Cambodian-American lawyer Seng Theary announced Monday she plans to apply as a civil party for the Khmer Rouge tribunal’s Case 004, the second of two controversial cases at the UN-backed court.
In so doing, she named three high-level Khmer Rouge cadres, Im Chaem, Ta Tith and Ta Tha, for crimes related to two security centers where up to 30,000 people died.
Seng Theary, who is the head of the Association of Khmer Rouge Victims in Cambodia, said she would file her complaint to push the case through the court, which has been accused of dragging its feet on two cases, Nos. 003 and 004.
Prime Minister Hun Sen and other Cambodian officials oppose both cases going forward, because they say they could stir up surviving Khmer Rouge members.
Court officials have repeatedly denied any political interference. However, investigating judges have come under increased criticism for their handling of cases 003 and 004, even as the court prepares for its first hearing in Case 002, to try four jailed leaders for atrocity crimes. That hearing is scheduled to open June 27.
“As you are and will be already congregating in Phnom Penh in the coming days for the opening hearings of Case 002, I request that you take this opportunity also to complete the application for Cases 003 and 004,” Seng Theary wrote in an open letter to victims and civil party lawyers.

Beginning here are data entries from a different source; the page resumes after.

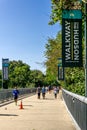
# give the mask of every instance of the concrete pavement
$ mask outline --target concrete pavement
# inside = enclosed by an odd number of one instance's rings
[[[37,95],[25,98],[24,109],[20,109],[20,103],[0,107],[0,130],[76,130],[61,92],[57,99],[53,93],[47,93],[44,100]]]

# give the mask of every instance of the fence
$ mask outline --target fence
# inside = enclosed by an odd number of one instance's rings
[[[21,88],[19,90],[19,99],[29,96],[30,94],[34,94],[36,92],[35,88],[29,89],[29,88]],[[7,103],[13,101],[13,95],[12,95],[12,89],[2,89],[0,90],[0,104]],[[2,105],[0,105],[2,106]]]
[[[73,119],[81,130],[87,130],[87,98],[63,89],[63,98]]]

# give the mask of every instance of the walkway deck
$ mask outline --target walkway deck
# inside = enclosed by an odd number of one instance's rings
[[[76,130],[61,92],[57,99],[53,93],[47,93],[44,100],[37,95],[23,99],[24,109],[20,102],[0,107],[0,130]]]

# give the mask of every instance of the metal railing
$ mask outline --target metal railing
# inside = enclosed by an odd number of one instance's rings
[[[87,130],[87,98],[64,89],[62,94],[67,108],[79,129]]]
[[[19,90],[19,99],[22,99],[23,97],[27,97],[30,94],[35,94],[36,89],[35,88],[21,88]],[[2,106],[2,103],[6,102],[12,102],[13,101],[13,89],[2,89],[0,90],[0,106]]]

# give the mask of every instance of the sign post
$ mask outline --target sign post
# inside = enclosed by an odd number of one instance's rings
[[[63,9],[62,66],[82,67],[82,12]]]
[[[8,67],[9,67],[9,59],[2,59],[2,88],[3,81],[8,80]]]

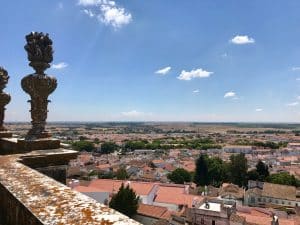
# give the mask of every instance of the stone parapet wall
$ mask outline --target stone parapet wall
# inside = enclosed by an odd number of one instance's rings
[[[5,225],[139,224],[21,163],[22,157],[45,159],[59,154],[40,151],[0,156],[0,217]]]

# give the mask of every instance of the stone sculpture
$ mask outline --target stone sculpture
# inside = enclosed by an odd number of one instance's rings
[[[0,137],[11,136],[11,134],[7,132],[7,129],[3,126],[5,106],[10,102],[10,95],[3,91],[8,79],[9,76],[7,71],[0,67]]]
[[[46,131],[46,119],[48,114],[48,96],[56,89],[56,78],[45,74],[53,60],[52,40],[48,34],[31,32],[26,36],[27,44],[24,46],[28,54],[29,66],[34,74],[29,74],[21,81],[22,89],[30,95],[31,100],[31,124],[32,128],[26,136],[26,140],[37,140],[50,137]]]

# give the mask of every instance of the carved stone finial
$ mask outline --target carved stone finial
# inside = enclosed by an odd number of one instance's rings
[[[6,128],[3,126],[3,121],[5,106],[10,102],[10,95],[3,92],[3,89],[6,87],[8,79],[9,76],[7,71],[4,68],[0,67],[0,132],[6,131]]]
[[[52,40],[48,34],[31,32],[26,36],[25,50],[28,53],[29,65],[35,69],[34,74],[24,77],[21,81],[23,90],[30,95],[31,124],[26,139],[35,140],[51,135],[45,130],[48,114],[48,96],[56,89],[56,78],[47,76],[44,71],[53,60]]]

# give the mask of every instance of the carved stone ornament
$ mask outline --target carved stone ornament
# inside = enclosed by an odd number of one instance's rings
[[[50,67],[53,60],[52,40],[48,34],[31,32],[26,36],[25,50],[28,54],[29,66],[35,70],[21,81],[22,89],[30,95],[32,128],[27,133],[27,140],[50,137],[45,130],[48,114],[48,96],[56,89],[55,77],[50,77],[44,71]]]
[[[9,76],[7,71],[0,67],[0,132],[7,129],[3,126],[5,106],[10,102],[10,95],[5,93],[3,89],[6,87]]]

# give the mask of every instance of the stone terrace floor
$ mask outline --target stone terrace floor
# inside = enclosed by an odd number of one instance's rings
[[[0,156],[0,183],[42,224],[139,224],[18,161],[21,156],[34,154],[55,152]]]

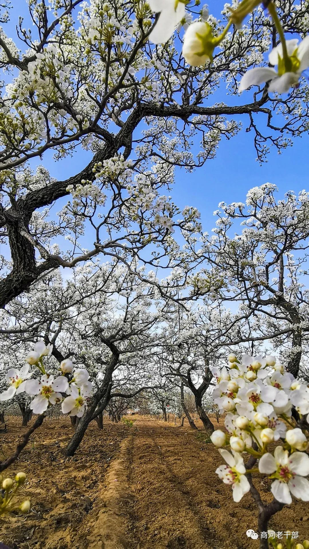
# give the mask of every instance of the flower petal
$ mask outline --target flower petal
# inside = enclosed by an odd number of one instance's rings
[[[164,44],[169,40],[179,21],[184,16],[186,6],[179,2],[175,11],[174,2],[169,2],[159,15],[159,20],[149,35],[154,44]]]
[[[309,480],[302,477],[295,477],[289,481],[288,486],[293,496],[302,501],[309,501]]]
[[[268,87],[269,92],[286,93],[290,88],[299,81],[300,74],[296,72],[285,72],[282,76],[274,79]]]
[[[59,376],[53,382],[53,389],[54,391],[65,393],[68,386],[69,382],[64,376]]]
[[[228,452],[227,450],[222,450],[222,448],[219,448],[218,450],[223,460],[226,461],[228,465],[229,465],[231,467],[234,467],[235,466],[235,460],[232,454],[229,452]]]
[[[273,482],[271,488],[271,492],[278,501],[281,503],[292,503],[292,498],[288,485],[285,482],[277,479]]]
[[[274,473],[277,469],[277,463],[276,460],[271,453],[265,453],[259,462],[259,470],[260,473],[265,473],[267,475],[270,475],[272,473]]]
[[[74,407],[75,404],[75,399],[72,396],[67,396],[61,405],[62,413],[69,413]]]
[[[27,379],[26,382],[25,390],[27,395],[37,395],[40,391],[38,379]]]
[[[33,399],[32,402],[30,402],[29,407],[32,410],[33,413],[43,413],[43,412],[45,412],[47,410],[48,407],[48,399],[46,399],[42,395],[38,395],[37,396],[36,396]]]
[[[258,86],[262,82],[272,80],[277,76],[276,71],[268,67],[256,67],[251,69],[251,70],[247,71],[243,76],[238,87],[238,91],[243,92],[250,88],[250,86]],[[251,359],[252,360],[252,357]]]
[[[294,452],[290,456],[289,468],[296,475],[309,475],[309,456],[303,452]]]

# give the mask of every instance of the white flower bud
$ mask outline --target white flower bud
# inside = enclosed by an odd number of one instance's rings
[[[30,508],[30,502],[29,500],[24,501],[19,507],[22,513],[27,513]]]
[[[260,436],[261,437],[261,440],[263,442],[271,442],[274,439],[274,433],[271,429],[267,428],[266,429],[262,429],[260,433]]]
[[[236,355],[229,355],[227,360],[229,362],[236,362],[237,361],[237,357]]]
[[[292,448],[304,451],[308,447],[307,437],[304,435],[301,429],[290,429],[286,431],[285,440]]]
[[[36,352],[35,351],[30,351],[30,352],[26,357],[26,360],[29,364],[36,364],[39,360],[40,356],[38,352]]]
[[[227,412],[232,412],[235,410],[235,402],[232,399],[229,399],[227,396],[222,400],[221,405]]]
[[[245,443],[239,436],[231,436],[229,445],[234,452],[243,452],[245,449]]]
[[[268,424],[269,418],[267,416],[263,416],[262,413],[256,412],[254,416],[254,418],[255,423],[257,423],[258,425],[260,425],[261,427]]]
[[[239,416],[235,421],[235,424],[239,429],[246,429],[249,424],[249,421],[245,416]]]
[[[14,484],[14,482],[12,479],[7,478],[4,479],[3,482],[2,483],[2,488],[3,490],[9,490],[12,488]]]
[[[249,370],[246,374],[246,377],[249,381],[254,381],[255,379],[256,379],[256,374],[255,372]]]
[[[235,379],[231,379],[227,384],[227,390],[228,391],[231,391],[231,393],[234,393],[238,389],[238,383]]]
[[[74,367],[73,362],[69,358],[66,358],[65,360],[63,360],[60,362],[60,369],[64,374],[69,373],[70,372],[72,371]]]
[[[276,362],[274,368],[276,372],[280,372],[281,374],[284,372],[284,366],[280,362]]]
[[[276,364],[274,356],[271,356],[270,355],[267,355],[266,356],[266,364],[268,366],[274,366]]]
[[[26,475],[26,473],[20,472],[20,473],[18,473],[16,475],[15,480],[19,483],[19,484],[23,484],[26,478],[27,477]]]
[[[251,367],[253,368],[254,370],[259,370],[261,368],[262,365],[261,362],[259,362],[258,360],[254,360],[253,362],[251,362]]]
[[[226,434],[223,431],[220,430],[220,429],[217,429],[217,430],[214,431],[210,435],[210,440],[212,444],[217,446],[217,448],[221,448],[226,443]]]

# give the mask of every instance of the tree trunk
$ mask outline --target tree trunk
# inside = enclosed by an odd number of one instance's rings
[[[70,416],[70,419],[71,419],[71,427],[72,428],[72,430],[74,433],[76,429],[78,423],[80,423],[80,417],[76,417],[76,416]]]
[[[212,423],[210,421],[210,419],[202,406],[201,399],[199,399],[198,396],[195,396],[195,399],[196,412],[199,414],[200,419],[204,425],[204,428],[206,431],[210,433],[214,433],[215,427],[212,425]]]
[[[183,383],[182,383],[181,385],[181,388],[180,388],[180,395],[181,395],[181,405],[182,405],[182,409],[183,409],[183,411],[184,412],[184,413],[185,413],[185,414],[186,414],[186,415],[187,416],[187,419],[188,419],[188,421],[189,422],[189,424],[190,427],[191,427],[191,429],[195,429],[196,430],[198,430],[198,428],[196,427],[196,425],[194,423],[194,422],[193,421],[193,419],[192,419],[192,418],[191,417],[190,414],[189,413],[189,412],[188,411],[188,408],[187,408],[187,406],[186,406],[186,404],[184,404],[184,394],[183,394]],[[182,424],[183,425],[183,423]]]
[[[21,427],[26,427],[32,417],[32,411],[23,402],[18,401],[18,404],[23,417]]]
[[[97,424],[98,425],[98,429],[103,428],[103,412],[100,412],[97,417],[94,418],[95,421],[97,422]]]
[[[113,356],[106,368],[104,379],[99,389],[92,396],[89,406],[80,419],[76,427],[75,432],[72,436],[69,444],[64,449],[65,456],[74,456],[80,444],[81,444],[88,425],[100,412],[106,408],[110,400],[111,391],[111,378],[114,372],[119,360],[119,353],[116,352],[116,348],[113,350]],[[99,402],[101,405],[97,410]]]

Seng Theary said she was requesting the investigating judges to look into the security centers of Wat Tlork and Boeung Rai, among others.
She said her mother had been killed at Boeung Rai, a security center that was “overlooked” by court investigators along with other sites in the Eastern Zone, where “many senior officials of the current Cambodian People’s Party were former KR cadres.” She also accused the court of failing to investigate the areas because they are “politically sensitive with the current ruling party.”

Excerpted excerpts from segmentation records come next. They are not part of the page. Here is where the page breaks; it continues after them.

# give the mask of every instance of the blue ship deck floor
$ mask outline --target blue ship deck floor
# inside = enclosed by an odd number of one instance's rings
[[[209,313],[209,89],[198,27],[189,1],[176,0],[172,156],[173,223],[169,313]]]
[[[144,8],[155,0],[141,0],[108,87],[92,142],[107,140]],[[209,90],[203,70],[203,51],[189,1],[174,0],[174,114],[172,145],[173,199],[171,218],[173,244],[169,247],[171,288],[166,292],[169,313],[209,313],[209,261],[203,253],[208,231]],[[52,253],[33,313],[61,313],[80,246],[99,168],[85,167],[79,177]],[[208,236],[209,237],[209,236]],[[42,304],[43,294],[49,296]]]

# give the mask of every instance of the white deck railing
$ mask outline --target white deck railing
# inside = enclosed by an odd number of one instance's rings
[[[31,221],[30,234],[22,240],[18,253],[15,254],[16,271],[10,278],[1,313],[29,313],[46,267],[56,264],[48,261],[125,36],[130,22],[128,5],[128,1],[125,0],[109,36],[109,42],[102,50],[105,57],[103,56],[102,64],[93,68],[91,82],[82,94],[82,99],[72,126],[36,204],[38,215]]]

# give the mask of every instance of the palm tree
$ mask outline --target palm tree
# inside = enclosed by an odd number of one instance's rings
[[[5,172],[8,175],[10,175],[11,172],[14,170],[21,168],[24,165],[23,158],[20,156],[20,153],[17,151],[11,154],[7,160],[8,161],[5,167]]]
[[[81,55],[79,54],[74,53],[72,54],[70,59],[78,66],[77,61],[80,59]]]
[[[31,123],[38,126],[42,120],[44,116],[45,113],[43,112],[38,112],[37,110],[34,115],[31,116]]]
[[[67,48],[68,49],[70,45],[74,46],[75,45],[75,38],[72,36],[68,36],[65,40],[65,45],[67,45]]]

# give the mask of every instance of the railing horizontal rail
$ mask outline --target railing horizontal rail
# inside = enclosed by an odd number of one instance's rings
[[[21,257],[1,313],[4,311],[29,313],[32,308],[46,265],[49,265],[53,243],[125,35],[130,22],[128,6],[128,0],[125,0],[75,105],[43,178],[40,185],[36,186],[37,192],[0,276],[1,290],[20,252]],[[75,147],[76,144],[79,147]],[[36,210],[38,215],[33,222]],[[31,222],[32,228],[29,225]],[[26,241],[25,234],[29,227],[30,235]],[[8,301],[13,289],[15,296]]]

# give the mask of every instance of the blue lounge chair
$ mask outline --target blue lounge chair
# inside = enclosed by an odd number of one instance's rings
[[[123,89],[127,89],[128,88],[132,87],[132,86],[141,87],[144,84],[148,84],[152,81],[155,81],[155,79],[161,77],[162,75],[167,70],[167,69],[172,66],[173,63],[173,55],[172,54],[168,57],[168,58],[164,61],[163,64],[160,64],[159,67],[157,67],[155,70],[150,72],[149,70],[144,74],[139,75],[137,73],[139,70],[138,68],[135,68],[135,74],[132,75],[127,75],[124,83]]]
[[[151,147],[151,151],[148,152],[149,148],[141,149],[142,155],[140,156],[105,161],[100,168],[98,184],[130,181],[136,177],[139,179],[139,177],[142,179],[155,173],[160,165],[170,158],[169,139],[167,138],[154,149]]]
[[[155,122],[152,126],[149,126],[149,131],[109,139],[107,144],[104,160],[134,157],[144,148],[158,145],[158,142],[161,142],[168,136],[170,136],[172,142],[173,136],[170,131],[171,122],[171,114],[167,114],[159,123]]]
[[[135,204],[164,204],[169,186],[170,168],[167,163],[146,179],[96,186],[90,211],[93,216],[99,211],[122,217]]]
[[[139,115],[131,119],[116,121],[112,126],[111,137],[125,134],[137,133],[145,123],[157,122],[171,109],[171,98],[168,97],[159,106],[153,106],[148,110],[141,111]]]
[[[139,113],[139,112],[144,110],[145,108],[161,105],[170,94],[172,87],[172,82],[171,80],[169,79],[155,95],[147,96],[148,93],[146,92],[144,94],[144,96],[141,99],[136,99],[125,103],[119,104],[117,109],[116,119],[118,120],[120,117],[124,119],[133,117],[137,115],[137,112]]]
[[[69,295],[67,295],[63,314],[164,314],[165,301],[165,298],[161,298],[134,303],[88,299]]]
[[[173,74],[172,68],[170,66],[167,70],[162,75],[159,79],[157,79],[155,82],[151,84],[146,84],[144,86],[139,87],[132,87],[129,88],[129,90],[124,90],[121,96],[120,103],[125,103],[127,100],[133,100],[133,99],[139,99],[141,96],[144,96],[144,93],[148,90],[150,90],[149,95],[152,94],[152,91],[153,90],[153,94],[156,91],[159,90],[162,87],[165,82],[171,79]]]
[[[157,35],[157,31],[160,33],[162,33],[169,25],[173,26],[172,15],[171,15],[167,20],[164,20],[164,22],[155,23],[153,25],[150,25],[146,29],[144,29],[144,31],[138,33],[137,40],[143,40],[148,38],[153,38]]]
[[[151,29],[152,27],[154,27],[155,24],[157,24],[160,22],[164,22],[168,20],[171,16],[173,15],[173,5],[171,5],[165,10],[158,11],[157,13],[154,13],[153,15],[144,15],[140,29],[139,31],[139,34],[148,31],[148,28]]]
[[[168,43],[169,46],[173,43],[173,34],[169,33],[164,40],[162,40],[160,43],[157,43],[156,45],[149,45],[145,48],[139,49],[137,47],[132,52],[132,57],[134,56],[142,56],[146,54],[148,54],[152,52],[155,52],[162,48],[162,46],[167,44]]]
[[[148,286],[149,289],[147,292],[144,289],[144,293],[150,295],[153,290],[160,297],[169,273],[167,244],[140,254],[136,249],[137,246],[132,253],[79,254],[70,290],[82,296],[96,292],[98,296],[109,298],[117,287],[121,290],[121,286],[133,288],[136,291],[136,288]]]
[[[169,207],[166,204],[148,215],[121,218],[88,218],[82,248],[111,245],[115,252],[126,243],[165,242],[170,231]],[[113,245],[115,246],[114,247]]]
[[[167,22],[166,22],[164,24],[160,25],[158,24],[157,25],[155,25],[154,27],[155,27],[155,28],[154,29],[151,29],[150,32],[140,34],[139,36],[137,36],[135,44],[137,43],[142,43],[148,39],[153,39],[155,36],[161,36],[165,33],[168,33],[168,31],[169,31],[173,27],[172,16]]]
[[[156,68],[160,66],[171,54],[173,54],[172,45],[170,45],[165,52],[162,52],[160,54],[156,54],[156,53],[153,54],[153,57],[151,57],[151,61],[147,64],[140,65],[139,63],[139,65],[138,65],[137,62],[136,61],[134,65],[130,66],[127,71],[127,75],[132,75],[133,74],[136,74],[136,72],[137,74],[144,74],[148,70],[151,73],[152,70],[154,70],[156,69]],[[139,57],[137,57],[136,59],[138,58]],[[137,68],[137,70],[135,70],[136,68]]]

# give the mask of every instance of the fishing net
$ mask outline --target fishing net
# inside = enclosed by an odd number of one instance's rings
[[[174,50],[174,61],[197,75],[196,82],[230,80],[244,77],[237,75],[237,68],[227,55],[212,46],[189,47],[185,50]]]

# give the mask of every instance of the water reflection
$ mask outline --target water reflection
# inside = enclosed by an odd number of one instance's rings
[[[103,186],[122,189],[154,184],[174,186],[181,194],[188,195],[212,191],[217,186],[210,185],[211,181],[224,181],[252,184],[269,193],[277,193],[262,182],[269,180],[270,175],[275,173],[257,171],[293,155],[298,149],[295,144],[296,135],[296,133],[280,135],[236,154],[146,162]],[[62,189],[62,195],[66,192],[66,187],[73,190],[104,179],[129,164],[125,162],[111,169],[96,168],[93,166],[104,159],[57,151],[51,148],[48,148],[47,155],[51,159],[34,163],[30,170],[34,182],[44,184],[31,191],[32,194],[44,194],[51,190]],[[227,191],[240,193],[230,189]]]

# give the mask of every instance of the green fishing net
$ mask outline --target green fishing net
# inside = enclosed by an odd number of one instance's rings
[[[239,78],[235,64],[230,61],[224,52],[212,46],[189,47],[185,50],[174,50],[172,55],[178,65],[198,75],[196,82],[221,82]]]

Her filing for Case 004 follows a rejection from investigating judges for her application as a participant in Case 003, which she is appealing. Seng Theary incurred a sharp rebuke from the court over that filing, when she named as suspects Khmer Rouge commanders Sou Met and Meas Muth.
On Monday, tribunal spokesman Dim Sovannarom said her open letter abused confidentiality principles of the court by naming suspects the tribunal has so far kept anonymous.
However, Latt Ky, a tribunal monitor for the rights group Adhoc, said the letter should not be a problem for her and that it served to move the case forward.